Von Christoph B. Schiltz, Korrespondent in Brüssel

Im Sudan bricht die vereinbarte Waffenruhe immer wieder. Noch immer versuchen viele Menschen, vor dem bewaffneten Konflikt zu fliehen. EU-Kommissar Janez Lenarcic warnt in WELT AM SONNTAG vor einem Übergreifen der Unruhen auf benachbarte Staaten.

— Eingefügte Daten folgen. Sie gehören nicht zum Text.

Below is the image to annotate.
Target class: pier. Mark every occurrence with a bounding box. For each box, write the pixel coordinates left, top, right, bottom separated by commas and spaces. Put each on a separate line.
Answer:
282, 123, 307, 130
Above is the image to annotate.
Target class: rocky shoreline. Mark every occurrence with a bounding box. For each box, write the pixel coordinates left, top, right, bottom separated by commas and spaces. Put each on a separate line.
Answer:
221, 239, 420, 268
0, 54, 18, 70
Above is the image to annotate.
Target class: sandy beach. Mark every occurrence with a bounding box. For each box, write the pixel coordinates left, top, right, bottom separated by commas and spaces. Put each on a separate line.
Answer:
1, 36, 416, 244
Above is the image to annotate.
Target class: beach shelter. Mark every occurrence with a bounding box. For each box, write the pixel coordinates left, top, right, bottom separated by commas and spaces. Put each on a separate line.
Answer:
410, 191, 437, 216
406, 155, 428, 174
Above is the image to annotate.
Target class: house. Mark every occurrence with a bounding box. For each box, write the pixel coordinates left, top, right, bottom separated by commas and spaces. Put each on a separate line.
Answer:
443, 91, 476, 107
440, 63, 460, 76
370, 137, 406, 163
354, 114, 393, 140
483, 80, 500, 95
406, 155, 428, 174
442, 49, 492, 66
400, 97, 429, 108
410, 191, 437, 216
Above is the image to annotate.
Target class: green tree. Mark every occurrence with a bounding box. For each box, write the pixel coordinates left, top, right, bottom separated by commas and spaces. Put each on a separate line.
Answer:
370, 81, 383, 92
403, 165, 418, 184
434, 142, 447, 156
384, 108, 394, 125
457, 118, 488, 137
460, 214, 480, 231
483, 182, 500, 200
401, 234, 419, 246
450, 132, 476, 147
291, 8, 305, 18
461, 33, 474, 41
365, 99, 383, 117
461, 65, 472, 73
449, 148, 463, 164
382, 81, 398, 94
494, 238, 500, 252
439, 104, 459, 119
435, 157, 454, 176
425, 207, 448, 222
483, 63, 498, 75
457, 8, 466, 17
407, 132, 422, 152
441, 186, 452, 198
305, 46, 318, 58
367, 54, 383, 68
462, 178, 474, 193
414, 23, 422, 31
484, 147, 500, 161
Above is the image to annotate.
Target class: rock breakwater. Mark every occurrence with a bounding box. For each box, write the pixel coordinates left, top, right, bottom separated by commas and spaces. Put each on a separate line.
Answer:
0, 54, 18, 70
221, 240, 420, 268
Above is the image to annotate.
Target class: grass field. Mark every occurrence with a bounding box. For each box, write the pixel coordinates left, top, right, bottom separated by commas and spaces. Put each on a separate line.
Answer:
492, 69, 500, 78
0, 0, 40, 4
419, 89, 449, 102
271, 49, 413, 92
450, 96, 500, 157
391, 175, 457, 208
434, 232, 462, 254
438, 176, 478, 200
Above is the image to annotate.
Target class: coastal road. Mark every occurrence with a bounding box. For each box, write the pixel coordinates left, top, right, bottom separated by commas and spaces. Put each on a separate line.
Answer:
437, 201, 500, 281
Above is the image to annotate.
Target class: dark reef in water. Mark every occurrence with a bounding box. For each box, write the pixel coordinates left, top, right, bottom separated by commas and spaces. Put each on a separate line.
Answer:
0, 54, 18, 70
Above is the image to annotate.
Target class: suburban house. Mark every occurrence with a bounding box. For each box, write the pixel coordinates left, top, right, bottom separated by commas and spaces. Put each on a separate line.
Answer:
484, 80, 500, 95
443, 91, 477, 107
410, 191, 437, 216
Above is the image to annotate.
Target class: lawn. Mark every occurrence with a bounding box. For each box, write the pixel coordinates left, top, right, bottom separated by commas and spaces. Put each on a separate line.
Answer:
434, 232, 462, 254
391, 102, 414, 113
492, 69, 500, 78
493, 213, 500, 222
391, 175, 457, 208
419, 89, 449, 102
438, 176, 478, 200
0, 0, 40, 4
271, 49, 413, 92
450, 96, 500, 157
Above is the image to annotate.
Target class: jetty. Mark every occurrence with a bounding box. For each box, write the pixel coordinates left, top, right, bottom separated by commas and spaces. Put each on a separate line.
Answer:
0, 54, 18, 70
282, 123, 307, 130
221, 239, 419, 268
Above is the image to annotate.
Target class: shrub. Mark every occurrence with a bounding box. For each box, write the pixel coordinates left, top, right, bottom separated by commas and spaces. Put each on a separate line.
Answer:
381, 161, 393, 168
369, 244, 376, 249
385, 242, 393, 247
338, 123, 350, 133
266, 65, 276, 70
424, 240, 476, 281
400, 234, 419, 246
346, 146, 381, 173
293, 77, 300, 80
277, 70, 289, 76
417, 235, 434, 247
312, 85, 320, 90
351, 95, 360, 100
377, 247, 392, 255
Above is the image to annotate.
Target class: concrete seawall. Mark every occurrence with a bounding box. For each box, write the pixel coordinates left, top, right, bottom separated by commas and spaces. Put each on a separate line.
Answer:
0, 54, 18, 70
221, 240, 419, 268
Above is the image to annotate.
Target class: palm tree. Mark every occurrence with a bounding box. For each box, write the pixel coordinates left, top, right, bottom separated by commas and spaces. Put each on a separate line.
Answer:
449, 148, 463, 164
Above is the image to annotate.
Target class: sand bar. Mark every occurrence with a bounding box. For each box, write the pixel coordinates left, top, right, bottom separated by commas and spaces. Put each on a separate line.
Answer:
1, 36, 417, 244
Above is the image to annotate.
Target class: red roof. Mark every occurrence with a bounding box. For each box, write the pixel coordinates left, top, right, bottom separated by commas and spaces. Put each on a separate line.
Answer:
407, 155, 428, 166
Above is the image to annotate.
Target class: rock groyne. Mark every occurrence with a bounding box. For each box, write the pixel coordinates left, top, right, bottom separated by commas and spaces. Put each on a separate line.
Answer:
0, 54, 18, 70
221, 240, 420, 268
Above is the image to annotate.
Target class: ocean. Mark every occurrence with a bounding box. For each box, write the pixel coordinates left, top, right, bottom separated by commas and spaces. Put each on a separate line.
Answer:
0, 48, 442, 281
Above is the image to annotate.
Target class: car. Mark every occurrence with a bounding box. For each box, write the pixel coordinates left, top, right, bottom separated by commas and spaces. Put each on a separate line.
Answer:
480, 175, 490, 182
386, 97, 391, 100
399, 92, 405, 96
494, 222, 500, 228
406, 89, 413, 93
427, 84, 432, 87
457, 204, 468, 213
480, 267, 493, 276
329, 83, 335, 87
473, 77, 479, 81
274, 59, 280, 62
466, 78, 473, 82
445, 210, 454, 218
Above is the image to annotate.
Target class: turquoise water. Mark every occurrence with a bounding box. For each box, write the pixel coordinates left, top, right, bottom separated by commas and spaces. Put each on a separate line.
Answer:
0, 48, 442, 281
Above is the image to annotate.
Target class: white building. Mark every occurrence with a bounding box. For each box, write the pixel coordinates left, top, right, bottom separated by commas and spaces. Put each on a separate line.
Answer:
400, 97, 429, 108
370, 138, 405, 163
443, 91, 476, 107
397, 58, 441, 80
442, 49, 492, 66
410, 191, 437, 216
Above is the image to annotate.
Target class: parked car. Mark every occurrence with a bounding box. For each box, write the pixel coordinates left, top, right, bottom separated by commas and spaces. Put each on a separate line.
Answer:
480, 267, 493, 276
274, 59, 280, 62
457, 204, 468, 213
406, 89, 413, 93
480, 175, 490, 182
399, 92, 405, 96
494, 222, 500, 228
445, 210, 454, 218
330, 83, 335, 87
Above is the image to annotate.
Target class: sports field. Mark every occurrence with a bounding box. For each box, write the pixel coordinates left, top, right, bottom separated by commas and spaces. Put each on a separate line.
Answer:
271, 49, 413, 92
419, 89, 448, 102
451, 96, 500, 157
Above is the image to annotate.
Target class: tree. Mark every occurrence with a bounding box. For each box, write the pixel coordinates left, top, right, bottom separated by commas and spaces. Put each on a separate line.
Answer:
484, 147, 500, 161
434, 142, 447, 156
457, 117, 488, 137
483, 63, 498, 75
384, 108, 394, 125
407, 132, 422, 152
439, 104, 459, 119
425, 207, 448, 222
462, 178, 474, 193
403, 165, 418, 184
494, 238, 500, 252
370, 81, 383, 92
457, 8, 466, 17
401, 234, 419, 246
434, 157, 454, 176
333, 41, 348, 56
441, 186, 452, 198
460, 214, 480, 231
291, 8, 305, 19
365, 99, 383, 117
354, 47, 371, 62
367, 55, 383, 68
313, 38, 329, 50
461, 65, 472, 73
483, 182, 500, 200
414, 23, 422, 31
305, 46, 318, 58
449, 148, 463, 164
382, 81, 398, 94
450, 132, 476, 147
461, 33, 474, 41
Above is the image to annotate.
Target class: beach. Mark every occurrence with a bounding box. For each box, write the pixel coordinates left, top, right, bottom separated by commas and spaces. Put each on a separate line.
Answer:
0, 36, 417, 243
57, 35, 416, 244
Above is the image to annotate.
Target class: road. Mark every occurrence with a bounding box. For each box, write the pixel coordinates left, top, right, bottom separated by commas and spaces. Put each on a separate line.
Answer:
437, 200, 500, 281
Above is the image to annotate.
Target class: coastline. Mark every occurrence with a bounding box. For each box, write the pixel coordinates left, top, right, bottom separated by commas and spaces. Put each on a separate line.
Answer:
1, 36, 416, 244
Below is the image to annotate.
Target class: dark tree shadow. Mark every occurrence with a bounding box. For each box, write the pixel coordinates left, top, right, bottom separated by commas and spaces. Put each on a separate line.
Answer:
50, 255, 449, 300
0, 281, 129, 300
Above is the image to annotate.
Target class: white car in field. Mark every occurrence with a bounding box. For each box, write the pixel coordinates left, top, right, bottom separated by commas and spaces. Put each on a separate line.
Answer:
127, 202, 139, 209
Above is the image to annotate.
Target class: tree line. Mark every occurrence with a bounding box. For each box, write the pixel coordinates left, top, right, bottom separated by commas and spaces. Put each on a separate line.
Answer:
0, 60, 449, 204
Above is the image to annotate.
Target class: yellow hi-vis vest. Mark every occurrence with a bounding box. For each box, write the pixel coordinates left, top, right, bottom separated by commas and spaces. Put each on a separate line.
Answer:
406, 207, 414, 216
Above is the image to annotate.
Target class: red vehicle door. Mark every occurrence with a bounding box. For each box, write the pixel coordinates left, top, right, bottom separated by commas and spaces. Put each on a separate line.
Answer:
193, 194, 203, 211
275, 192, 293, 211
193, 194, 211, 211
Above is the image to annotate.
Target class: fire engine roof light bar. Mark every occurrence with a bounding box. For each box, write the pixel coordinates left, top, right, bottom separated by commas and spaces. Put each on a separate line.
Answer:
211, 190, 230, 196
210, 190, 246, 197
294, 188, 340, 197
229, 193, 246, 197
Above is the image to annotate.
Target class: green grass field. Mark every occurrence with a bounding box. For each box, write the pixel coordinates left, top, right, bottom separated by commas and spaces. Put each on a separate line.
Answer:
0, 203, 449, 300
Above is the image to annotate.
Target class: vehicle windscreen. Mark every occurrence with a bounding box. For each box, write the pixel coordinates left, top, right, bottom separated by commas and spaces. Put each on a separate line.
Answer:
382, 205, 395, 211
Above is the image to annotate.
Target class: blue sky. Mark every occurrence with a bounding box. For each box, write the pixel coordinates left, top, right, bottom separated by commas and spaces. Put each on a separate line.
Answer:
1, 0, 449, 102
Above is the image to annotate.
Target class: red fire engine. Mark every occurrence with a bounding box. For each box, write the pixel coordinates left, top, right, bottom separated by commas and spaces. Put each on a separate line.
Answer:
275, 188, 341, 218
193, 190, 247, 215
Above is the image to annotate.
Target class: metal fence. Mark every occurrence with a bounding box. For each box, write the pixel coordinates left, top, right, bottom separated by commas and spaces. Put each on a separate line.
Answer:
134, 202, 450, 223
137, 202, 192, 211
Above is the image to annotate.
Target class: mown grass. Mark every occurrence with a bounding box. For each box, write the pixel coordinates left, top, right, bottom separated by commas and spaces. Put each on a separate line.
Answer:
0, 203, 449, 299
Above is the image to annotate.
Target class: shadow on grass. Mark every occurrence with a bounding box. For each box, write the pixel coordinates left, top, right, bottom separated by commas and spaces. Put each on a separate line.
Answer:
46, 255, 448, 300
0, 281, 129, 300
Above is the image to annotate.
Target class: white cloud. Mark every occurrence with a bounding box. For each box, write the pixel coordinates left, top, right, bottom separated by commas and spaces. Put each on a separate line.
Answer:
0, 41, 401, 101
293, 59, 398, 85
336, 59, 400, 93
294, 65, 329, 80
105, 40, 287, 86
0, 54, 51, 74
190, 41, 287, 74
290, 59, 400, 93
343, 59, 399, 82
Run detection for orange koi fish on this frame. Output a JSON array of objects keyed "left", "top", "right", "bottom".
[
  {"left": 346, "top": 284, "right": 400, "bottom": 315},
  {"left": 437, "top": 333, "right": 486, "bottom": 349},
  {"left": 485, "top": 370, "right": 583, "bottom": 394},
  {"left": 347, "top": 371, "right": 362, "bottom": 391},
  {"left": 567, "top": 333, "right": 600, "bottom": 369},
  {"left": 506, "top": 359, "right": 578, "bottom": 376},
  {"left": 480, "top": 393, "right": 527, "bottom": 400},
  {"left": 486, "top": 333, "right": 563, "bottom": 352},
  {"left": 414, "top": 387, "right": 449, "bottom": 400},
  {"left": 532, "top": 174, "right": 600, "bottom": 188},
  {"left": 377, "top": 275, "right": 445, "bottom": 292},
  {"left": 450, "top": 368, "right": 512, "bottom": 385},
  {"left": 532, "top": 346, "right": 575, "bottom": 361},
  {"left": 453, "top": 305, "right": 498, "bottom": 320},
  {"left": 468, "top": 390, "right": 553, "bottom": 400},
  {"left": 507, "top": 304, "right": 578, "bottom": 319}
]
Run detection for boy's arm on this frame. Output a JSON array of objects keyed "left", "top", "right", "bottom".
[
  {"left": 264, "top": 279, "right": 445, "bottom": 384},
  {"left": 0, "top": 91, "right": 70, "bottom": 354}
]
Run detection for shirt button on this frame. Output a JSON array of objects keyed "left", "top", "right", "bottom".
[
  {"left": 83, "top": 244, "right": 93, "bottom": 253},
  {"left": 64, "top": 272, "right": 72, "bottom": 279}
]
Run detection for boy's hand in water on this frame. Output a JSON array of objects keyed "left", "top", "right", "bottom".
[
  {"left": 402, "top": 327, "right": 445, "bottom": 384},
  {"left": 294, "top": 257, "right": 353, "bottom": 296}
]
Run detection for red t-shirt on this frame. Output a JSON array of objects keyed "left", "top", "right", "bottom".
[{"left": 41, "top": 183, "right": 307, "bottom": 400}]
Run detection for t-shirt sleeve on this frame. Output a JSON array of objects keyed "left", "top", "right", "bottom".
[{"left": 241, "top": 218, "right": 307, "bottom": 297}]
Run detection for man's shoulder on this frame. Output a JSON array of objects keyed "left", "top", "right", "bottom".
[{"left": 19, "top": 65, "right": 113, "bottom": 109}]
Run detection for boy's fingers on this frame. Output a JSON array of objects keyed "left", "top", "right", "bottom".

Die Europäische Kommission warnt vor einer Ausweitung der Unruhen im Sudan auf Länder in der Nachbarschaft. „Das Risiko, dass die Krise auf umliegende Staaten in der Region übergreift, ist reell“, sagte der für humanitäres Krisenmanagement zuständige EU-Kommissar Janez Lenarcic WELT AM SONNTAG. Rund um den Sudan lägen weitere Staaten, die „höchst fragil“ sind. „Die Konsequenzen wären desaströs. Das kann niemand wollen – darum muss die erste Priorität sein, die beiden Kriegsparteien zur Vernunft zu bringen“, sagte Lenarcic weiter.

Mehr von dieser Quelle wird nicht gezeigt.